Rising energy prices, and the related transfers of wealth, are among the great strategic movements of our time. Since the dawn of the oil age, U.S. has had some semblance of control over energy prices. Heck, at one point, prices were so low that the state of Texas empowered the Railroad Commission of Texas to stabilize prices.
It’s a long story, but the West has, more or less, always had a handle on energy prices, even in the face of OPEC, over the last 40 years or so. At the end of the day, the West could have faced down the major oil exporters and kept some sort of lid on the upside of energy pricing. Not any more.
The people who sell oil are, of course, more than happy to take US money. They are ecstatic, truth be told. In a matter of a few years, Western energy demand is moving the wealth of many generations into new hands. Some nations are getting rich, while others are getting poor — fast.
A few years ago, Russia was a post-Soviet basket case. Now the Russians are buying up much of Western Europe.
A few years ago, the United Arab Emirates was a dusty backwater. Now the UAE is becoming a world destination, and its sovereign wealth fund is buying the Chrysler Building in New York.
Meanwhile, expensive oil is breaking the backs of the middle classes in the U.S. and many other countries. Wait until next winter, when millions of households in the U.S. and Europe cannot afford to heat their homes. Ugh!

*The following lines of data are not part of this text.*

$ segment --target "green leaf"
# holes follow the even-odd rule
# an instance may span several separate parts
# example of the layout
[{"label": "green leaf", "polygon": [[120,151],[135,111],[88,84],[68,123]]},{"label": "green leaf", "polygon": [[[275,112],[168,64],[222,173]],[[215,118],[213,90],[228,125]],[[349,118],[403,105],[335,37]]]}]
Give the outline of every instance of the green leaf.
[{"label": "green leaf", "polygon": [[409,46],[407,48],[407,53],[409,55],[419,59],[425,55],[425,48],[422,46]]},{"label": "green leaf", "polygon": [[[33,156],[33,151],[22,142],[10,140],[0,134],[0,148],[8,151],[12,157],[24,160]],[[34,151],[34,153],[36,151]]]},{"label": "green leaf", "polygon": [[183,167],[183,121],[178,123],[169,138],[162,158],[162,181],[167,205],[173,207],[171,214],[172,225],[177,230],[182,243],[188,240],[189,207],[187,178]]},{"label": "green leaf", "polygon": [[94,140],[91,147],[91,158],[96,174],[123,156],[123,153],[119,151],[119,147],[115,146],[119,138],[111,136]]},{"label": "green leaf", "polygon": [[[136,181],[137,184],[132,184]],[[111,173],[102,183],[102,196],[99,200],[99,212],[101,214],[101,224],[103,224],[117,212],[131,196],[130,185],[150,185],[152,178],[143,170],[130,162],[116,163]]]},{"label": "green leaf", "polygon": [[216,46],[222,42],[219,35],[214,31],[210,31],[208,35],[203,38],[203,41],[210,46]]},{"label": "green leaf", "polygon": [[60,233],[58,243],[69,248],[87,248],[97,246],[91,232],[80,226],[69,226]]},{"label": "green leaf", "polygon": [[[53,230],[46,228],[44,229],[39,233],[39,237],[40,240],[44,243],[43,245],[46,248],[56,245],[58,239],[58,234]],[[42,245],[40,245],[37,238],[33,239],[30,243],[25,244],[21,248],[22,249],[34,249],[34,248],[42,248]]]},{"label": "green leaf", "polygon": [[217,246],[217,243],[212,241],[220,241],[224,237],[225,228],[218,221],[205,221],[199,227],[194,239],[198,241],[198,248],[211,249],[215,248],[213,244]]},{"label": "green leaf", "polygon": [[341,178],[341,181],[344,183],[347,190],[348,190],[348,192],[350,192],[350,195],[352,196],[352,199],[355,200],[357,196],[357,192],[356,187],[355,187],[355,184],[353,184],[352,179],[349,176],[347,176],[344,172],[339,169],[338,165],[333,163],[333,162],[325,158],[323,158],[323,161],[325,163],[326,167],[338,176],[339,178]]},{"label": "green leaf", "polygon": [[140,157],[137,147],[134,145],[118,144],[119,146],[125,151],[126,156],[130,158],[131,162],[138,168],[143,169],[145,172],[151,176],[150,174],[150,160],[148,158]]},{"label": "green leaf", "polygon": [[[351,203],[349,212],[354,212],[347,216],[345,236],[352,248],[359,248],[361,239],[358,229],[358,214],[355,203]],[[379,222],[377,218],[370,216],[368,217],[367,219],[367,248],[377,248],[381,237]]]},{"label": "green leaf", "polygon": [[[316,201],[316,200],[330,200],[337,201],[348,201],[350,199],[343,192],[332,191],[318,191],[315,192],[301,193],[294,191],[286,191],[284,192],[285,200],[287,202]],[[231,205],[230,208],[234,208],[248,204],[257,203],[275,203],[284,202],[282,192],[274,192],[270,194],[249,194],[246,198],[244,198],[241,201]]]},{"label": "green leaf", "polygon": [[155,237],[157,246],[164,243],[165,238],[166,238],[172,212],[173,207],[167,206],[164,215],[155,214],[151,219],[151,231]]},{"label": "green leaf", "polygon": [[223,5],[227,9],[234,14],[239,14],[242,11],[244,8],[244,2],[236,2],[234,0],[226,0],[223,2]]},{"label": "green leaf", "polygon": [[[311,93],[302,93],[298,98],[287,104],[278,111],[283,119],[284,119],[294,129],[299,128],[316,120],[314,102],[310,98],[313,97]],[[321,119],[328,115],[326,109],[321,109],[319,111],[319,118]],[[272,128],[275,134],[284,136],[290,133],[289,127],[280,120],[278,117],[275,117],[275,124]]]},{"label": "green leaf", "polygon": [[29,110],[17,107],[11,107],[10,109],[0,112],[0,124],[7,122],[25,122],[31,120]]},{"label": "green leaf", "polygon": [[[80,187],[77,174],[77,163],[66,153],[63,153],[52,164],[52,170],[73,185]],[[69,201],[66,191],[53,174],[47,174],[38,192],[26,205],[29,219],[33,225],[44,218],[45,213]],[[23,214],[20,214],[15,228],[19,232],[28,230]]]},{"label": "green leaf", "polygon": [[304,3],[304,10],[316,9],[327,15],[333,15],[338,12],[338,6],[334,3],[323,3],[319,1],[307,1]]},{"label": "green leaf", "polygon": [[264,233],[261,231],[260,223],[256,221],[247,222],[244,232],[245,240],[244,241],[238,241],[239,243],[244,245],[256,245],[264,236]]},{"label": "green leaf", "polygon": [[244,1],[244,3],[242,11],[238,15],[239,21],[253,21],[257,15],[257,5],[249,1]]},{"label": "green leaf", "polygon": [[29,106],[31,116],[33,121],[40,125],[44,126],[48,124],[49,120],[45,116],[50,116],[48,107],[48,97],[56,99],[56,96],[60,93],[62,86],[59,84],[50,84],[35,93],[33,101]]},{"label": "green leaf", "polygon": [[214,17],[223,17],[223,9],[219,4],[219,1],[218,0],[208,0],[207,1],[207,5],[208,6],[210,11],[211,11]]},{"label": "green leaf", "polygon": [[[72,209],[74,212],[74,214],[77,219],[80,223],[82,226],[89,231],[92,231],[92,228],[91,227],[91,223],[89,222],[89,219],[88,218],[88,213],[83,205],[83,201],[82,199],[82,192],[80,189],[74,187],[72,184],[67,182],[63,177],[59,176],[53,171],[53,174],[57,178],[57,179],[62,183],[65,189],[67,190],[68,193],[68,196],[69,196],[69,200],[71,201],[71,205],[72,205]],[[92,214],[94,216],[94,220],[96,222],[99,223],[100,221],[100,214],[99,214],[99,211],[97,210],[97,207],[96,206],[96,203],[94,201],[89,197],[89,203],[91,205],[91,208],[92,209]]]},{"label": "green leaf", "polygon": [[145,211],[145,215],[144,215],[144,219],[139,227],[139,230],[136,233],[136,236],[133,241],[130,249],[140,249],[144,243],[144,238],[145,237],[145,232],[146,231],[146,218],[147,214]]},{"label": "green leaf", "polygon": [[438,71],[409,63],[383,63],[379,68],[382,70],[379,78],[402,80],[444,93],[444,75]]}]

And world economic growth is stalling as oil prices rise. So it really seems as if the rising prices have to moderate and it actually did .Finally, a breather. Whew! .Whatever my point is straight n simple and it is a opinion shared by many, the cracks in US economy are getting deeper and there is very little it can do to regain its glory of the 90’s .Its showtime for the third world . We all know every dog has its day.And I would like to believe that Uncle Sam knows it well too.